VANCOUVER – A sandhill crane, which is a rare sight in the Lower Mainland, may be released back into the wild after losing its leg in a golf accident last year.
“Bunker” lost his leg when it was shattered by a golf ball at a Richmond course.
But now he’s taking his first steps with a prosthetic leg made for him by a U.S. company.
“We’re really happy with how he’s coming along,” said veterinarian Dr. Ken Macquisten.
Macquisten said the crane is adapting well to the prosthetic and taking steps, “which to me indicates it’s really quite comfortable.”
“A two-legged bird doesn’t do very well with one leg,” he added.
When Bunker lost his leg, Macquisten said the first challenge was to figure out if the crane would adapt well to a prosthetic.
Macquisten fitted Bunker with a wood dowel after the operation to amputate his leg, allowing the crane to balance and he was able to take a few steps.
“So the next step was to fashion something a little bit more permanent and comfortable for him, so I went to my shop and we put together a wire-type of apparatus that had acted like a little bit of a basket around the stump,” said Macquisten.
Macquisten then contacted OrthoPets in Denver, CO, which specializes in fitting prosthetic legs for animals. They told him they had never created a leg for a sandhill crane.
Macquisten created a mold of Bunker’s stump, sent it back to OrthoPets and they created a prosthetic.
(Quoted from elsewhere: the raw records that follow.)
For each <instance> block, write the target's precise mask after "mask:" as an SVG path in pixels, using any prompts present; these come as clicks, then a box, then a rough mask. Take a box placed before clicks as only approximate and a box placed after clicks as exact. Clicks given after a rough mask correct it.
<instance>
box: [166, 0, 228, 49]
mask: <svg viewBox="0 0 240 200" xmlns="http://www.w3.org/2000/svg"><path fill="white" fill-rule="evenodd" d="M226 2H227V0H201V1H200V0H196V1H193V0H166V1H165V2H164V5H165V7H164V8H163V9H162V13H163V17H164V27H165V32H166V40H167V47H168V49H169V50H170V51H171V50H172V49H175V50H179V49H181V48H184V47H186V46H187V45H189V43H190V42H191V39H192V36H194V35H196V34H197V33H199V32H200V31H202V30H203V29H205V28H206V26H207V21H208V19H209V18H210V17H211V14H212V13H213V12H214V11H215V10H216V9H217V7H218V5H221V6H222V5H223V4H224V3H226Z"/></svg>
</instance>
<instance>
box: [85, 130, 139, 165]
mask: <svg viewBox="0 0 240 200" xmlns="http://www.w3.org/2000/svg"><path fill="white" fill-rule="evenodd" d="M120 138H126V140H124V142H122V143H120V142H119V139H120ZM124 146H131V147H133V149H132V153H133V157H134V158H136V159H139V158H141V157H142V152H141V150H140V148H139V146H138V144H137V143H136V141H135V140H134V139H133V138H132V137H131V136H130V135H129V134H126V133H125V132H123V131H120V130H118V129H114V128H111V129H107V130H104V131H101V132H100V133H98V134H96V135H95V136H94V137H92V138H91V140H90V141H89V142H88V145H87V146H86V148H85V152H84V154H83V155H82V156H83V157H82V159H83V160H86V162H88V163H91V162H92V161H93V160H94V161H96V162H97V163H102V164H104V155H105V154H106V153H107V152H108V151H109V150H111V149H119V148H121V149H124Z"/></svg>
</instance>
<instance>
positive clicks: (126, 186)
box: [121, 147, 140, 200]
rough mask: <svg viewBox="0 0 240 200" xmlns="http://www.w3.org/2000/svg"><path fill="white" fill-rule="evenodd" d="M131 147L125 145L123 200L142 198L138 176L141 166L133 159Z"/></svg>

During the summer, Bunker developed an infection in his good foot, likely due to a pressure sore said Macquisten, but with this new prosthetic he is able to distribute his weight on both legs and can even pivot on his new foot.
“So that’s given us some optimism that maybe, just maybe, we can start thinking about a possible release in the near future,” said Macquisten. If he is released, Bunker would be set free at the golf course, pending management approval.